Do we care more about performance than meaning? Do we want to maintain a privilege or are we seeking wisdom? It seems to me we have become more about performing for an audience than creating an original work. I understand Marjorie Taylor Greene has authored no legislation while raking in the bucks for the noise she makes. Seeking wisdom tears down the walls of privileged opinions. Compare Socrates and Elon Musk.
Those thoughts came from reading the review of Tyson Yunkaporta’s book bristles with revelation.
Right Story, Wrong Story is above all a critique of how we create meaning, which it divides between right stories or wrong stories. Today we live in a miasma of wrong stories: PR, fake news and advertising. These generate knowledge but are compromised by self-serving motives. As such, a reckoning for wrong stories is always just around the corner. Right stories are more akin to wisdom. They are time-honoured and collaboratively formed through the process of yarning, while employing multiple perspectives that squeeze out personal biases.
In a book that bristles with revelation, the most shining aha moments arrive when Indigenous and Western thinking align. Yarning, for example, parallels the scientific method, while systems-thinking appreciates things within their natural context.

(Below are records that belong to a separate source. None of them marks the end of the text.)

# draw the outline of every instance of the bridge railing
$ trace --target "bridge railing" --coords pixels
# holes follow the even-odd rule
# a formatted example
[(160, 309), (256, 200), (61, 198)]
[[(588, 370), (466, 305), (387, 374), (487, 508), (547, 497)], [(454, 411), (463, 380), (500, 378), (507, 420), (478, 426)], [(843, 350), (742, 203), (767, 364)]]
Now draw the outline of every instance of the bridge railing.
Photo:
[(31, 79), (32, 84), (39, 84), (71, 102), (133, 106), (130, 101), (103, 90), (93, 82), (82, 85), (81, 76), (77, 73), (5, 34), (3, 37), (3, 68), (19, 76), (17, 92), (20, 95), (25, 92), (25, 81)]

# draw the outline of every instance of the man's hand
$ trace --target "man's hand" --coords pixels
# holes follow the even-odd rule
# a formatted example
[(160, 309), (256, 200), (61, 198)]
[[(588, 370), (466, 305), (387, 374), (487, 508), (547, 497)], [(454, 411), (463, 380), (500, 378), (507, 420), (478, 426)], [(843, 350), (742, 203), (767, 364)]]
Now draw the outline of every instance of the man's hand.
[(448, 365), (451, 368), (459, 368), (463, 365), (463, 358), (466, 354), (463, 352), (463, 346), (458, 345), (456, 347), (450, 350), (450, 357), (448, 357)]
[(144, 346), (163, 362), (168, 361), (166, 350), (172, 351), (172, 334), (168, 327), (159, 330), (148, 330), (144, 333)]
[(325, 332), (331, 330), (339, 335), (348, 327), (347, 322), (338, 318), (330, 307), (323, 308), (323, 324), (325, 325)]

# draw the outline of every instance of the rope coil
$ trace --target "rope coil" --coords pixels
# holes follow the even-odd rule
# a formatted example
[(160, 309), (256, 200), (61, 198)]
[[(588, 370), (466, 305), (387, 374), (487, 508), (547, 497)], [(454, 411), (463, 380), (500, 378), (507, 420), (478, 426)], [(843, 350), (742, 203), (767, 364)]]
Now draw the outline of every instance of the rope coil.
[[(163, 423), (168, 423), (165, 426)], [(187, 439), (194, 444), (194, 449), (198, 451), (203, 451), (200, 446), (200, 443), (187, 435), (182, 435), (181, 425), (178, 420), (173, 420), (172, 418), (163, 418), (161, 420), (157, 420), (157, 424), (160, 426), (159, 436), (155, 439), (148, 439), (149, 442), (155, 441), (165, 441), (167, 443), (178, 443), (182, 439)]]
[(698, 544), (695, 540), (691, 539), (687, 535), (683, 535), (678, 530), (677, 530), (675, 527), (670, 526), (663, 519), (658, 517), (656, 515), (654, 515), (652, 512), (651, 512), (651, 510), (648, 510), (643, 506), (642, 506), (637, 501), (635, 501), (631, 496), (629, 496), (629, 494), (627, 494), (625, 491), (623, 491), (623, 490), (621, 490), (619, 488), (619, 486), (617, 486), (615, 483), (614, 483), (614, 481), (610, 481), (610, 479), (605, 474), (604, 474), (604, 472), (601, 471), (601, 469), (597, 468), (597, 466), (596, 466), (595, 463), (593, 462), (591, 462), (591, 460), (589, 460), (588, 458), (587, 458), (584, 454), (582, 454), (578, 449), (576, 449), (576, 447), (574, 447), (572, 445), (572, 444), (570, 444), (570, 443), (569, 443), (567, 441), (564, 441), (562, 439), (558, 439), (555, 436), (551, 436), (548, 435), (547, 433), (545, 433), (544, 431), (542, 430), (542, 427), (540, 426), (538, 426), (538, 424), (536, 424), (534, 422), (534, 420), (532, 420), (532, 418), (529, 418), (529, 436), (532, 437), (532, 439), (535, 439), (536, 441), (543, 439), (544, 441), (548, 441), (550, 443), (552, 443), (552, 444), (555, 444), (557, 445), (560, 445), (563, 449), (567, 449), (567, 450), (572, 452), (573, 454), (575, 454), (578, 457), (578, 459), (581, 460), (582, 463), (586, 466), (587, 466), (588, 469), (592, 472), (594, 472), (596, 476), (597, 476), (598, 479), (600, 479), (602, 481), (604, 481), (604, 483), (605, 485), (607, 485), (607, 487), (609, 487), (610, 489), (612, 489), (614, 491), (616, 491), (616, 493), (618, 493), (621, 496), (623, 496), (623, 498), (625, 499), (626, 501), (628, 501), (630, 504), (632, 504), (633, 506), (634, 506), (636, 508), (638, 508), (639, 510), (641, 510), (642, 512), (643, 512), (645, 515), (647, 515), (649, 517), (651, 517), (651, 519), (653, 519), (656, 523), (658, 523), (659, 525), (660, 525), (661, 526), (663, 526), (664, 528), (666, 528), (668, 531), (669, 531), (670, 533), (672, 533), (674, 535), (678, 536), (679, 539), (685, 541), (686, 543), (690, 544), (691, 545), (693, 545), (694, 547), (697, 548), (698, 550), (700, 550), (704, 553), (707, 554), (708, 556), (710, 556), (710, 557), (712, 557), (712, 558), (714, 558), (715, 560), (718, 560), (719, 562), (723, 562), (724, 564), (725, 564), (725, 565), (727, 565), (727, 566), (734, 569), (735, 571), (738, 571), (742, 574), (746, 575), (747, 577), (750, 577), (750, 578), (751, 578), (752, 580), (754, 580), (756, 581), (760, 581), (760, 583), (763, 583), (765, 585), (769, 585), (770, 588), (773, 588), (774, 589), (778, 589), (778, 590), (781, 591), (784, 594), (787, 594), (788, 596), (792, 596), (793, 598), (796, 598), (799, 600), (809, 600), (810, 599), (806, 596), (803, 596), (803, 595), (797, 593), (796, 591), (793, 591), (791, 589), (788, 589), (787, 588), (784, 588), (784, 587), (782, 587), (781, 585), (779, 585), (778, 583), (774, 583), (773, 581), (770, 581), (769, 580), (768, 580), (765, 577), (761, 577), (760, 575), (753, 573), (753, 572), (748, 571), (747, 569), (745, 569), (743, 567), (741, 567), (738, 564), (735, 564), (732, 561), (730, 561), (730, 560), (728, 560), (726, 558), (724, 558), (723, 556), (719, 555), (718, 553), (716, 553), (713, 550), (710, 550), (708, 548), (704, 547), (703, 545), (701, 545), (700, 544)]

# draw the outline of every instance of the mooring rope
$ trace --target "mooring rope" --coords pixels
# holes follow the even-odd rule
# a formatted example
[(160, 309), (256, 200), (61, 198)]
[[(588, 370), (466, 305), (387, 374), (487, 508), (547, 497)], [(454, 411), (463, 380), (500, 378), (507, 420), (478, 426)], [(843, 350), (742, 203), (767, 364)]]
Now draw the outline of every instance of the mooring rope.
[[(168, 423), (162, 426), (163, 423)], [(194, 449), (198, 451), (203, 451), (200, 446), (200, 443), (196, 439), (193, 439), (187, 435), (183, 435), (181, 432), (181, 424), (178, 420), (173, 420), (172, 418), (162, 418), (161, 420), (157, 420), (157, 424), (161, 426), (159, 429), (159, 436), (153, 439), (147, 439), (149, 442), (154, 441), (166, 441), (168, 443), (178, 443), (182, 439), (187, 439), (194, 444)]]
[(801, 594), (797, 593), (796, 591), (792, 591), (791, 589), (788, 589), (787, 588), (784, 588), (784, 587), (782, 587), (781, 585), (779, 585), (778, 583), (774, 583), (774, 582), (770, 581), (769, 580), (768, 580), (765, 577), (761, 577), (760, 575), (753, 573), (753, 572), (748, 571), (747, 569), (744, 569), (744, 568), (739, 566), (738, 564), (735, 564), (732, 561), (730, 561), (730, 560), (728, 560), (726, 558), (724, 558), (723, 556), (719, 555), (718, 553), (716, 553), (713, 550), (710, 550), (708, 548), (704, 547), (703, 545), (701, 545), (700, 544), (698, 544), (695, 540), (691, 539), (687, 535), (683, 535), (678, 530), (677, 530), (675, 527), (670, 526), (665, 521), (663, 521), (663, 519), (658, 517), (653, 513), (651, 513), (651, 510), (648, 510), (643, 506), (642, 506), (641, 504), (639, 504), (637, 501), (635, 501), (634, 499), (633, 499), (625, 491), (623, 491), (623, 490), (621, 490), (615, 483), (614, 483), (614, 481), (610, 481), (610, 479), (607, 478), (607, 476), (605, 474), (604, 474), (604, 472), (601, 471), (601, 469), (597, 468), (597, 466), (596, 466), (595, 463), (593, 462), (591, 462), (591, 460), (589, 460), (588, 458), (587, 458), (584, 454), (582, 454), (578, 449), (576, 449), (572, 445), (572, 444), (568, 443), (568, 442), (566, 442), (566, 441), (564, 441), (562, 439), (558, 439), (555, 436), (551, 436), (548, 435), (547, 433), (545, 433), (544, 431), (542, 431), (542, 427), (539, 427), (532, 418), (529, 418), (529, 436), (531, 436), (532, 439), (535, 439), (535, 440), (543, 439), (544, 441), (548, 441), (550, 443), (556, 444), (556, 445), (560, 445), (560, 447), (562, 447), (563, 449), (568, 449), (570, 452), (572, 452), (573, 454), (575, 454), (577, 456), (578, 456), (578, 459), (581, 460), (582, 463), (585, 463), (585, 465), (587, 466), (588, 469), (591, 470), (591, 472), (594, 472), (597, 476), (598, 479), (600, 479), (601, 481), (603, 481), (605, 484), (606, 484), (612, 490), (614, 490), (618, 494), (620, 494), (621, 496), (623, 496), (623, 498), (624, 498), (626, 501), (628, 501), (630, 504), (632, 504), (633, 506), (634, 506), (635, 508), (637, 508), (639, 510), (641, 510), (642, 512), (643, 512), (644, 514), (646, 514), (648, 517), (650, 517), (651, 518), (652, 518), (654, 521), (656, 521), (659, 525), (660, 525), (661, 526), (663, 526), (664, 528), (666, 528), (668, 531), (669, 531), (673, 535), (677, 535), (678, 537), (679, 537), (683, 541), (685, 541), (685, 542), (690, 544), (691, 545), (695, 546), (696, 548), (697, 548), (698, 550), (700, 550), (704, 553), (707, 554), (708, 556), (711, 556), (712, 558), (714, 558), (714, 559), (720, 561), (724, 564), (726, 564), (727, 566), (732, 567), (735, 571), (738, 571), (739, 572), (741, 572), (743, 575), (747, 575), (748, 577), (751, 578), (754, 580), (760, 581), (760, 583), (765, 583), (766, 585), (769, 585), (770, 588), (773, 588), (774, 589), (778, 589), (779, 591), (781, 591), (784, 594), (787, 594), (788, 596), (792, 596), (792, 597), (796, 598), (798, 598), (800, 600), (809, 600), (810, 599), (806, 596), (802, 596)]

Even right stories have a precarious existence as predatory wrong stories skulk in the scrub. Consider how climate-denying pseudoscience imitates the trappings of science. The author also worries that Indigenous knowledge will be appropriated and exploited by puffed-up tech bros desperate for an edge in the knowledge economy. “You can’t just draw dots on a Fitbit and call it a digital walkabout,” he says.
Am I the only one who finds "digital walkabout" an obnoxious concept?
There must be a limit to this churning of ideas past which we can find creative thinking and creative acts.